Tuesday, June 26, 2012

Fabric management redesigned!

People who know me probably know that when it comes to fabric management i'm a fan of Quattor. Quattor is a great tool that can manage nodes from installation part (utilizing pxeboot and kickstart) till fine-tuning service features. While Quattor is a strong tool that could help administering hundreds or even thousands of nodes, it has some weak spots which i'd like to get rid of:
  • Very steep learning curve
  • Some operations may be quite time consuming (i.e. doing errata updates)
  • Use of a custom programming language (PAN) which is usually unknown to even senior admins
  • Inventory of the assets is based on what you describe and not on what exists

The above usually lead to misuse of the Quattor which in turn leads to unmaintained or difficult to maintain templates.
After a very long time of using Quattor and also evaluating other fabric management tools (i.e. puppet, chef) my conclusion is that while they can help admins to scale their infrastructure, they work pretty much against the way that administrators are used to. Admins are used to ssh and do their stuff while these management systems don't know how to interpret these changes so they simply skip them.
So lets move one step back and redesign it!
What if you had something monitoring your systems and had the ability to upload your local changes from the node to the central repository of your configuration?
I'm thinking of a solution which will have the following features:
  • A simple PXE image to inventory your nodes (that way you only need to know the MAC address of your nodes before importing them to the system).
  • PXE and kickstart (or equivalent) configuration to bootstrap nodes
  • Ability to take-over a pre-installed node (i.e. cloud VM)
  • Components (per feature) that will run on the nodes and will:
    1. Identify current configuration
    2. Change the configuration
    3. Prepare a feedback commit if the admin wants to push the local changes on the node to the configuration system
  • A simple tool/daemon that will run on the nodes as a wrapper for the components
  • All the configuration will be based on a tagging system so that each node will have its own tag (to override configuration) and then a sorted list of tags to include (i.e. a tag called web-server and a tag called production would result a node that will be part of the production web-servers)
  • The configuration server would store its data on a DB and timestamp every change. Changes should be easily reverted in case it is needed.
  • The configuration server would provide API interface with read-only access for other tools to consume data (i.e. an dynamic infrastructure monitoring system) and read-write to update the data.

A list of the first components (i.e. before announce alpha release) that i'm thinking of is:
  1. package managing
  2. file generator
  3. daemon handler
  4. user management

And a demo could be the installation of a node from scratch with a couple of users and the ssh service up and running.

So in principal this is going to be yet another fabric management tool but with the addition of feedback from the nodes to the server. From the fabric management tools that i've used i found that Chef is closer to what i'm thinking of and basically because of the "ohai" util that feedbacks information to the server.
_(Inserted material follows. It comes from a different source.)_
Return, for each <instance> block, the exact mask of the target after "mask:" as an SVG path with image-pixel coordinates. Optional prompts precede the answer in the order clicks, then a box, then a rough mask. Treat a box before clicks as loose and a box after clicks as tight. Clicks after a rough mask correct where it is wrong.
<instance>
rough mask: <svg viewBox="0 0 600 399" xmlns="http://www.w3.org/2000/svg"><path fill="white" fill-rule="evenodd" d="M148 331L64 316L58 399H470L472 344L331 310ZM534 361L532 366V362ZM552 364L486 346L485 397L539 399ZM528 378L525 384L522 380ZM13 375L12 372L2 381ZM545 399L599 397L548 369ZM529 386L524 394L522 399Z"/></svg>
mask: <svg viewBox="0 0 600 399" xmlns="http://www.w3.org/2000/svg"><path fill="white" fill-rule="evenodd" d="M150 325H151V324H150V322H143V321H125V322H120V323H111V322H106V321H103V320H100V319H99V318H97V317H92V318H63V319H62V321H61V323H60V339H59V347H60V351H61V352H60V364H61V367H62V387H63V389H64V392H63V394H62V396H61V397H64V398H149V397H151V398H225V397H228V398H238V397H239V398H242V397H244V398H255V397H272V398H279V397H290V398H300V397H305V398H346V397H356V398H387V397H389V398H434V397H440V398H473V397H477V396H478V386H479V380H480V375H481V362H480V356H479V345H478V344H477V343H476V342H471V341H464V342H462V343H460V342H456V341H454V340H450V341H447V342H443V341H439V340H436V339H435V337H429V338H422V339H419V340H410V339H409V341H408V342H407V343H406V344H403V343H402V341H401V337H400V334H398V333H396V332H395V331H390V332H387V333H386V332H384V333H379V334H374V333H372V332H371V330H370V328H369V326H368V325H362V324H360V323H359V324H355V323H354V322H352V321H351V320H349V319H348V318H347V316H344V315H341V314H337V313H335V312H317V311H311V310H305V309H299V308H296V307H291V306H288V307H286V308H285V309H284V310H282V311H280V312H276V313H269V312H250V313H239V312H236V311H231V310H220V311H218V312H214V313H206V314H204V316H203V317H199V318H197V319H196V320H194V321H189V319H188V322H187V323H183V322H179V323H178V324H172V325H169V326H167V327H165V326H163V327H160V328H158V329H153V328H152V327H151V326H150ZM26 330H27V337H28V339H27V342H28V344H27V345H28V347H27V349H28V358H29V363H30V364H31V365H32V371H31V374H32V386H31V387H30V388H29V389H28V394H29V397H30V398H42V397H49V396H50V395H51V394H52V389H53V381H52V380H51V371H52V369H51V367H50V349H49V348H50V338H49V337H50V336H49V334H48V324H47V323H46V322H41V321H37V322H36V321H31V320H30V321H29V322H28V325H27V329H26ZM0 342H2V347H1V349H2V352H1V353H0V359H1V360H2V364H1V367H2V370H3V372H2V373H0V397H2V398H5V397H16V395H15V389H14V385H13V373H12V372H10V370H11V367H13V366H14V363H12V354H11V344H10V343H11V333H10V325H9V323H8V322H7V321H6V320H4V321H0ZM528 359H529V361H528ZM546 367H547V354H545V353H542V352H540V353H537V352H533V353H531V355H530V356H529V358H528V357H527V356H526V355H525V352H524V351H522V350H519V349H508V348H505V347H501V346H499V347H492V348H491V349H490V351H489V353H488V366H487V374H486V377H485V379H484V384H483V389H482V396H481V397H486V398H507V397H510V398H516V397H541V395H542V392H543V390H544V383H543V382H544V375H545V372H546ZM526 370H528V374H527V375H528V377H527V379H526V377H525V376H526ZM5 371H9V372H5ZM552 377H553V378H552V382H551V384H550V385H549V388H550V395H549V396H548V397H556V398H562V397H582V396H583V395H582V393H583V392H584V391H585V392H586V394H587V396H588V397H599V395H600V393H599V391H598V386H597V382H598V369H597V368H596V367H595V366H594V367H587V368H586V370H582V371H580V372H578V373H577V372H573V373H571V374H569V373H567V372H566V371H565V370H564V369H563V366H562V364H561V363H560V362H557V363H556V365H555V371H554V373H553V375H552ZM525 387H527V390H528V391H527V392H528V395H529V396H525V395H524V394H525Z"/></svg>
I'll probably depend on this.

PS: This is just an idea for now so please add comments, implementation will start when time allows. The implementation will be done based on RedHat rules (thus compatible with RedHat Enterprise Linux and its clones) but should be modular enough to be extended to other distributions.


  1. Hi Christos,
    I don't see what is different ot chef (and ohai) and puppet (and facter) to this, you can do the tags per host if you want to at git level.

    1. Hey Steve,
      the feedback mechanism is difference. I may have lost something on chef/puppet (which i'd love to as i'd prefer to have it done by someone else) but what i want is to do is the following (lets use as example the package management).
      Assume that in your manifest/recipe you describe a web server and for some specific reason you want your production webservers to have a specific version of httpd. Both chef and puppet can handle this.
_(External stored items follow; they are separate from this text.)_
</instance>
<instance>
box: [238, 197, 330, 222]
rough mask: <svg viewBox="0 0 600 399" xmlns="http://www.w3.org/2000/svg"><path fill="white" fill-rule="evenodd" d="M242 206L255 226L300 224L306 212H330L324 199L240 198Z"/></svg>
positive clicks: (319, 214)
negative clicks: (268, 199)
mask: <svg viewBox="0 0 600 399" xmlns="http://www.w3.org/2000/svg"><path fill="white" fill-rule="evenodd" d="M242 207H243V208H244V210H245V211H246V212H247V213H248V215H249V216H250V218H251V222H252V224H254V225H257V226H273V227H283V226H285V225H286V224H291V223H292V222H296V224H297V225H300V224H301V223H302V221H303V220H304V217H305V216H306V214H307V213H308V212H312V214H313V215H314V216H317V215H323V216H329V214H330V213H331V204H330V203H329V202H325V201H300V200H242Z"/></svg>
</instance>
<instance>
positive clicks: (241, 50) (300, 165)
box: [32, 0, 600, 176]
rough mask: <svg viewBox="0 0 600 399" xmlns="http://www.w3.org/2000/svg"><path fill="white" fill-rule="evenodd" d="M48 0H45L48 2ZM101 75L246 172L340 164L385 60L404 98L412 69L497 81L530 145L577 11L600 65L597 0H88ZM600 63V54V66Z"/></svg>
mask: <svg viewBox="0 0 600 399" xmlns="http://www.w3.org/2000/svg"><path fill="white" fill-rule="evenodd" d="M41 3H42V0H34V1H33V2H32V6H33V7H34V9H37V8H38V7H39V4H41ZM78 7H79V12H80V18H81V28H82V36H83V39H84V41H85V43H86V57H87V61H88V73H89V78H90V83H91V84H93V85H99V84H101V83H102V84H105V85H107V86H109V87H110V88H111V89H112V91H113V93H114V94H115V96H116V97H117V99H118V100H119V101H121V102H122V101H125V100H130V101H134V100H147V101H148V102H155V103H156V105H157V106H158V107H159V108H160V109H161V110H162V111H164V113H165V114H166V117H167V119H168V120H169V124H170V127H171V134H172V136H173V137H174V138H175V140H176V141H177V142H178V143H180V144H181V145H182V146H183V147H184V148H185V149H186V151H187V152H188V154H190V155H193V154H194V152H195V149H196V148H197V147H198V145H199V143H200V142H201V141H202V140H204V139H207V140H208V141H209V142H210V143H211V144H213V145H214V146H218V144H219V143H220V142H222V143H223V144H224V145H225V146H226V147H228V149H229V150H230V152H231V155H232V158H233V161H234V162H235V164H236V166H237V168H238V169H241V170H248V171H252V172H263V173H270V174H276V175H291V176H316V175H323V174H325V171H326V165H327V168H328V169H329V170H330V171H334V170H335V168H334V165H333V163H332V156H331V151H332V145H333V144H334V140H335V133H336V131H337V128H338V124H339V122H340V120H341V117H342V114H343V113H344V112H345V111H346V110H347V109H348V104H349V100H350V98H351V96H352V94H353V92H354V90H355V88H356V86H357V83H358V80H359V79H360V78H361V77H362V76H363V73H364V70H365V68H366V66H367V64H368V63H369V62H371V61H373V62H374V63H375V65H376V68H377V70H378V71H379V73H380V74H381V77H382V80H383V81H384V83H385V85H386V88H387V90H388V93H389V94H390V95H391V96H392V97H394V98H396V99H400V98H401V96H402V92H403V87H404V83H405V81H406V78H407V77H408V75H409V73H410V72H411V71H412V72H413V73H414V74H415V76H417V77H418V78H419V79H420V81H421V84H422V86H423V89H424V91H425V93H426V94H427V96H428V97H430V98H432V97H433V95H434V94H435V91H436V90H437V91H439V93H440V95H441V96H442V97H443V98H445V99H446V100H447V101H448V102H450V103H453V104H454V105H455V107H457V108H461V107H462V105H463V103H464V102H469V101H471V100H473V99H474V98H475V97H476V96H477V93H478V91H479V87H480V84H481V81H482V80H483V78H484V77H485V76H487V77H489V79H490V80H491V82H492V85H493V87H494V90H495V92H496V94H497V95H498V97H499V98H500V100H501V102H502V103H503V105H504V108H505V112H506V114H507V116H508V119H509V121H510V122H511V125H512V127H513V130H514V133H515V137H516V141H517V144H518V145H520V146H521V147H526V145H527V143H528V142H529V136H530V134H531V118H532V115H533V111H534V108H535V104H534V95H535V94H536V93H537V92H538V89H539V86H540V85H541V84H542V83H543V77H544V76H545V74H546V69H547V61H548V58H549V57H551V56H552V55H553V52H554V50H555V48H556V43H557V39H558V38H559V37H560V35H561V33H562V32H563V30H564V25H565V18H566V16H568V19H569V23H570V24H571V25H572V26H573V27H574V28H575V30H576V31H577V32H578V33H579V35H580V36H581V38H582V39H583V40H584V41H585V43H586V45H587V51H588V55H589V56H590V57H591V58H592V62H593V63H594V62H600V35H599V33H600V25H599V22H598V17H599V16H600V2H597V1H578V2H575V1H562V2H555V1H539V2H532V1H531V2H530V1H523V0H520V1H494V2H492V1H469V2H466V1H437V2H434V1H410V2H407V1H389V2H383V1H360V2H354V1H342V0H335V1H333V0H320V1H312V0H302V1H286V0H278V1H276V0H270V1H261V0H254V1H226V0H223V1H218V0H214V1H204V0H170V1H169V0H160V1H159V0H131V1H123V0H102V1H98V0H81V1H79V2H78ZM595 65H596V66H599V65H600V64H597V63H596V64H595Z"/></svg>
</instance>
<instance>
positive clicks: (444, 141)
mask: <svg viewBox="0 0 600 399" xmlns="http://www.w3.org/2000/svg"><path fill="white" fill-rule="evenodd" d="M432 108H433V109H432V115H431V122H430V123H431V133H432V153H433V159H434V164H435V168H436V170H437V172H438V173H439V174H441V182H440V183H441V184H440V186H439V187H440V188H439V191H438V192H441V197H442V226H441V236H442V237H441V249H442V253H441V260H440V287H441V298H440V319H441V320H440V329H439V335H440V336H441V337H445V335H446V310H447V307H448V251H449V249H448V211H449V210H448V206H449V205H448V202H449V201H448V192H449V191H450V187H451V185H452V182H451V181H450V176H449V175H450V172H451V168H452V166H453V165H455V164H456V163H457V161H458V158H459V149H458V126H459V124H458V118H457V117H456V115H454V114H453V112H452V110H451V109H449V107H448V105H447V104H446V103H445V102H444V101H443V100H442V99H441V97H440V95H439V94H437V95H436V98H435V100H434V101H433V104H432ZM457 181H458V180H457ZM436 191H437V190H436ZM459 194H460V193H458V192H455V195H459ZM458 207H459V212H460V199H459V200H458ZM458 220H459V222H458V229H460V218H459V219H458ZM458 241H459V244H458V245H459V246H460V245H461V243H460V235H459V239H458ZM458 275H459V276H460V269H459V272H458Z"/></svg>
      Next assume that an admin is staging an update to the httpd. The normal chef/puppet/quattor approach for this would be that you create a new tags for this, in this tag put the updated httpd config and then tag the staging node to the updated tag.

      But the normal admin would just login to the node and execute "yum update httpd".
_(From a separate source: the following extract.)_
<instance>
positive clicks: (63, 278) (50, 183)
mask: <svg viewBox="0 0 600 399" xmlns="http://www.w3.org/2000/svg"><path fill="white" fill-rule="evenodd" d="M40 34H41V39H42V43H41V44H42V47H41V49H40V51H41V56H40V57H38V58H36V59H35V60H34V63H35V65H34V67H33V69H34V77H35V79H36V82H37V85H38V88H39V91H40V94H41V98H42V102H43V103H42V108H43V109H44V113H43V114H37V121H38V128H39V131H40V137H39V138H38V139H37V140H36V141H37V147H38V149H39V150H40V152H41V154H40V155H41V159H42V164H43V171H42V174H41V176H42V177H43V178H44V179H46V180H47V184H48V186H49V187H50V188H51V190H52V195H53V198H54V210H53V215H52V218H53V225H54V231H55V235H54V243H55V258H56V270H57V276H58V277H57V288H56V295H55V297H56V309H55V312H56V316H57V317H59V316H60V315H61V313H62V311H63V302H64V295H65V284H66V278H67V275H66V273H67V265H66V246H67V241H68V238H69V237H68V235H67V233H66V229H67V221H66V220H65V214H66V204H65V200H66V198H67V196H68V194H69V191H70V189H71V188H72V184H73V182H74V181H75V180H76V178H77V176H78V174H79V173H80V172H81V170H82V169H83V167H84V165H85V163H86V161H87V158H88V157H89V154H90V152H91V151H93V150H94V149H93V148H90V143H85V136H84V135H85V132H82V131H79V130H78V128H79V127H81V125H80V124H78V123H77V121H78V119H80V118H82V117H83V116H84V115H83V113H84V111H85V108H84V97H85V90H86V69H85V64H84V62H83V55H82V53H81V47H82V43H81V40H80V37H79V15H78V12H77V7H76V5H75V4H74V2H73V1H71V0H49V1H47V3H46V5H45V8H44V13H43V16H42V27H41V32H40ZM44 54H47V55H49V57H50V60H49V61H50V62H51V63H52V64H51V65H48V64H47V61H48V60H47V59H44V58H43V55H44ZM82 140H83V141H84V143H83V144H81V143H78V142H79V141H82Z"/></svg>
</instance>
      What i want is to have a method/tool to be able to say afterwards:
      The following changes are normally going to be revered (as in your recipe/manifest you have a specific version defined). Do you want me to create a new tag or add these changes to an existing tag that this node belong?

      This would actually make the fabric management easy to use for admins who may be senior on doing things right but may not have the knowledge/time to make them in the management system itself.

      While package management may be a trivial case, think for example advanced network configuration with bonding, bridges, vlans, aliases and whatever else you can think, wouldn't it be much easier if you created the network config files you want and then import them to the management tool?

      Thanks for your time/comment!

  2. Christos,

    Maybe something like the Project Augeas+some serialization libraries would help this goal?

    Augeas doesn't work at all for the traditional toolkit approach you describe. But it's pretty good at reading existing configurations for in-memory manipulations.

    I'd be happy to collaborate in the serialization portions.